Odette (film)

Odette
Directed by Herbert Wilcox
Produced by Herbert Wilcox
Anna Neagle
Screenplay by Warren Chetham-Strode
Based on Odette: The Story of a British Agent
by Jerrard Tickell
Starring Anna Neagle
Trevor Howard
Marius Goring
Bernard Lee
Peter Ustinov
Music by Anthony Collins
Cinematography Mutz Greenbaum (credited as Max Greene)
Edited by Bill Lewthwaite
Production
company
Wilcox-Neagle Productions
Distributed by British Lion Films (UK)
Lopert Pictures (US)
Release dates
  • 6 June 1950 (1950-06-06) (UK)
  • 27 March 1951 (1951-03-27) (US)
Running time
124 minutes
Country United Kingdom
Language English
Box office ₤269,463 (UK)[1]

Odette is a 1950 British war film based on the true story of Special Operations Executive French-born agent Odette Sansom, who was captured by the Germans in 1943, condemned to death and sent to Ravensbrück concentration camp to be executed. However, against all odds she survived the war and testified against the prison guards at the Hamburg Ravensbrück Trials. She was awarded the George Cross in 1946; the first woman ever to receive the award, and the only woman who has been awarded it while still alive.

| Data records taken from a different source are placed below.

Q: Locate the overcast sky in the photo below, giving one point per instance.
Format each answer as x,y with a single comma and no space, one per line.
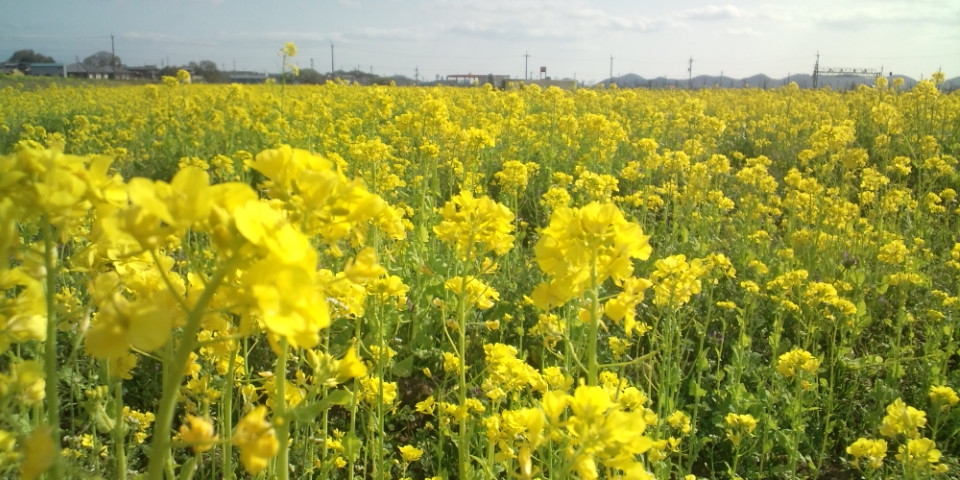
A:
571,38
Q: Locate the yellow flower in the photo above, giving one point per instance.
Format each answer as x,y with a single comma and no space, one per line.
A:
584,245
943,396
795,361
350,366
902,419
409,453
475,226
256,439
870,451
198,432
738,426
918,452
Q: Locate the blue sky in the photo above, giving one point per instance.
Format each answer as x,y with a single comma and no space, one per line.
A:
572,38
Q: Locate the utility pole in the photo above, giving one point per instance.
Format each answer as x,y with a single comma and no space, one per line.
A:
816,71
611,71
113,57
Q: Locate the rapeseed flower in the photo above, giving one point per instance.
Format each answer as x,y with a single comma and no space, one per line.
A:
797,361
943,396
585,246
475,226
198,433
256,439
738,426
409,453
921,453
902,419
868,453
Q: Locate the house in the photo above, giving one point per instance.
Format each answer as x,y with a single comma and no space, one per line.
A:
146,72
79,70
37,69
247,77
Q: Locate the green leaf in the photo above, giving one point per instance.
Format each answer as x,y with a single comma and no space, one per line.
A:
403,368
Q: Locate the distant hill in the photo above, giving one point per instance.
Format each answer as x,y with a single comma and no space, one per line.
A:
803,80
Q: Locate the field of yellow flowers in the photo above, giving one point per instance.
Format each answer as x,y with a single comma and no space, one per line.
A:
281,281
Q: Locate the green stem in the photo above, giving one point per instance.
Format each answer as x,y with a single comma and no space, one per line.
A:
462,447
119,429
226,419
593,329
160,447
282,424
50,350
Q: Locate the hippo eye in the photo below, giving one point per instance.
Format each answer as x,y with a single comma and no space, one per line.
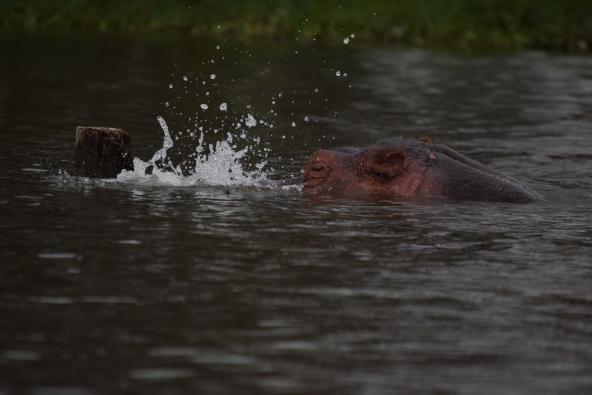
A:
385,163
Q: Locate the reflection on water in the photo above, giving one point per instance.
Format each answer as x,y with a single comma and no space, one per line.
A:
142,288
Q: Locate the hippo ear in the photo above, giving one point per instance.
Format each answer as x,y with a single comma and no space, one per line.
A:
385,163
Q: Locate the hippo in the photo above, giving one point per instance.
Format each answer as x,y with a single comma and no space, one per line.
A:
404,168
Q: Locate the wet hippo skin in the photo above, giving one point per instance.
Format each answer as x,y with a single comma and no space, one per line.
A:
407,168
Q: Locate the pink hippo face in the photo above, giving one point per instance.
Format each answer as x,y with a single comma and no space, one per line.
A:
407,168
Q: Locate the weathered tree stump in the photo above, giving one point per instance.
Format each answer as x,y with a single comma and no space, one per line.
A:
101,152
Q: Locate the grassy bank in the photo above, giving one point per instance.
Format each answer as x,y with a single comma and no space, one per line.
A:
562,25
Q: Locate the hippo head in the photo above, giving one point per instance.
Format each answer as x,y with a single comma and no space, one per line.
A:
407,168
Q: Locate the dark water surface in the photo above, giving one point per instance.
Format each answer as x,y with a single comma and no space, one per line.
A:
147,288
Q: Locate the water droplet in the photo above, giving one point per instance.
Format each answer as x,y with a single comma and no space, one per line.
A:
250,121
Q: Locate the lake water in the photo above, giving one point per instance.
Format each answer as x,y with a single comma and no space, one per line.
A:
176,285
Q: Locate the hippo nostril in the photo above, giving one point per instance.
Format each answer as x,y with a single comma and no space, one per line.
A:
318,167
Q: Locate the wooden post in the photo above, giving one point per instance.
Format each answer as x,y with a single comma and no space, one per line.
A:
101,152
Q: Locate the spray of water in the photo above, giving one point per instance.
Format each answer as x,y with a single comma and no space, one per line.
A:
220,164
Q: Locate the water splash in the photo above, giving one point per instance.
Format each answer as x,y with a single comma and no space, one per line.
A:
221,164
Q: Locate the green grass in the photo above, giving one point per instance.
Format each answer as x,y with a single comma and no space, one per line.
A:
560,25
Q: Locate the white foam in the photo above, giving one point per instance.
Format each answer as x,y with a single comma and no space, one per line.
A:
221,164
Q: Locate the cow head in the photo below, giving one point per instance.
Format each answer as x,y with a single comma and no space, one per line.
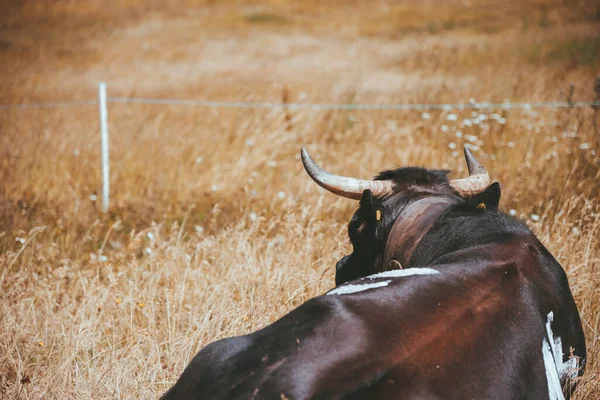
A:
397,208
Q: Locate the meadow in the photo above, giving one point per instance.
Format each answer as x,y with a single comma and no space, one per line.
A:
214,228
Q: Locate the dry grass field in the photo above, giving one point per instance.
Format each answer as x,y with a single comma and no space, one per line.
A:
214,228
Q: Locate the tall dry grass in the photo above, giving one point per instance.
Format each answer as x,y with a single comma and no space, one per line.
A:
214,228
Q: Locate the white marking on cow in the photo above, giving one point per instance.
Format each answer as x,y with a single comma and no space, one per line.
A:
354,288
554,388
398,273
557,371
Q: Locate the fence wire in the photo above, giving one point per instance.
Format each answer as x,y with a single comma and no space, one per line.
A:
309,106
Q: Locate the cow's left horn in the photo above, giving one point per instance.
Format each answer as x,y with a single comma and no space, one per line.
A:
478,179
351,188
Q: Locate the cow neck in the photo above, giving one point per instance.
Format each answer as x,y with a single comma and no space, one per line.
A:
410,227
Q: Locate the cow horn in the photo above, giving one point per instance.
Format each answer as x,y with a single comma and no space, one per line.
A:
351,188
478,179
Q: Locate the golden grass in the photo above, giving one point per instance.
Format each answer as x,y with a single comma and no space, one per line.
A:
214,229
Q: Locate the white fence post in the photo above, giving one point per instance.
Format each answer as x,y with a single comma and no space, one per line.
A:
104,134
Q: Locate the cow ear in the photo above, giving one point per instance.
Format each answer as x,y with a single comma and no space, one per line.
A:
490,197
370,207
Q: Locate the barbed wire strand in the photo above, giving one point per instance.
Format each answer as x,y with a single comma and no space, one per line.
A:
47,105
311,106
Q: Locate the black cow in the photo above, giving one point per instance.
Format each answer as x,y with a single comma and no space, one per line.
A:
443,297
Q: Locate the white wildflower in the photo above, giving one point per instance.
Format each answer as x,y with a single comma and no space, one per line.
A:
535,217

Anna Neagle plays Odette Sansom and Trevor Howard plays Peter Churchill, the British agent she mainly worked with and married after the war. Peter Ustinov plays their radio operator Adolphe Rabinovitch. Colonel Maurice Buckmaster, who was head of the SOE's French Section, played himself in the film, as did Paddy Sproule, another FANY female SOE agent.[2]

Production

The film was directed by Herbert Wilcox, and the screenplay by Warren Chetham-Strode was based on Jerrard Tickell's non-fiction book Odette: The Story of a British Agent. It was jointly produced by the husband and wife team Herbert Wilcox and Anna Neagle.

Both Odette Sansom (by then Odette Churchill) and Peter Churchill served as technical advisors during the filming, and the film ends with a written message from Odette herself. Samson and Neagle spent considerable time in France, visiting locales associated with the story. Samson later said that Neagle "was absolutely into it. In fact it took one year after the end of the film to get back to normal, she was more upset by doing that film than I was reliving the experience." Samson said that she lobbied intensely for the film not to be made in Hollywood, for fear that it would be fictionalized, and that she was pleased by the result.[3]

Main cast

Reception

The film was the fourth most popular movie at the British box office in 1950.[4]

New York Times critic Bosley Crowther said that the film portrays "a pretty punk secret agent" who "lacks the wit or caution to avoid a most obvious trap that is set for her" by Henri. Crowther wrote that "the point of the picture, so far as we can see, is to get Miss Neagle into prison, as quickly as possible, so she can suffer elaborately. And this she does, like the stalwart and noble lady-actress that she is. For the rest of the picture, Miss Neagle is tortured—and so are we."[5]

Epilogue

The end of the film contains a title card saying as follows:

"It is with a sense of deep humility that I allow my personal story to be told. I am a very ordinary woman to whom a chance was given to see human beings at their best and at their worst. I knew kindness as well as cruelty, understanding as well as brutality. My comrades, who did far more than I and suffered far more profoundly, are not here to speak. It is to their memory that this film has been made and I would like it to be a window through which may be seen those very gallant women with whom I had the honour to serve."
Odette Churchill

Notes

  1. Vincent Porter, 'The Robert Clark Account', Historical Journal of Film, Radio and Television, Vol 20 No 4, 2000 p492
  2. Paddy Sproule obituary
  3. "Sansom, Odette Marie Céline (Imperial War Museums interview) Reel Two". Imperial War Museums. 1986-10-31. Retrieved 1 June 2016.
  4. "BOB HOPE BEST DRAW IN BRITISH THEATRES.". The Mercury (Hobart, Tas. : 1860 - 1954). Hobart, Tas.: National Library of Australia. 29 December 1950. p. 4. Retrieved 24 April 2012.
  5. Crowther, Bosley (28 March 1951). "Movie Review - - THE SCREEN IN REVIEW; Anna Neagle Portrays British Secret Agent in 'Odette' at the Park Avenue". The New York Times. Retrieved 9 July 2016.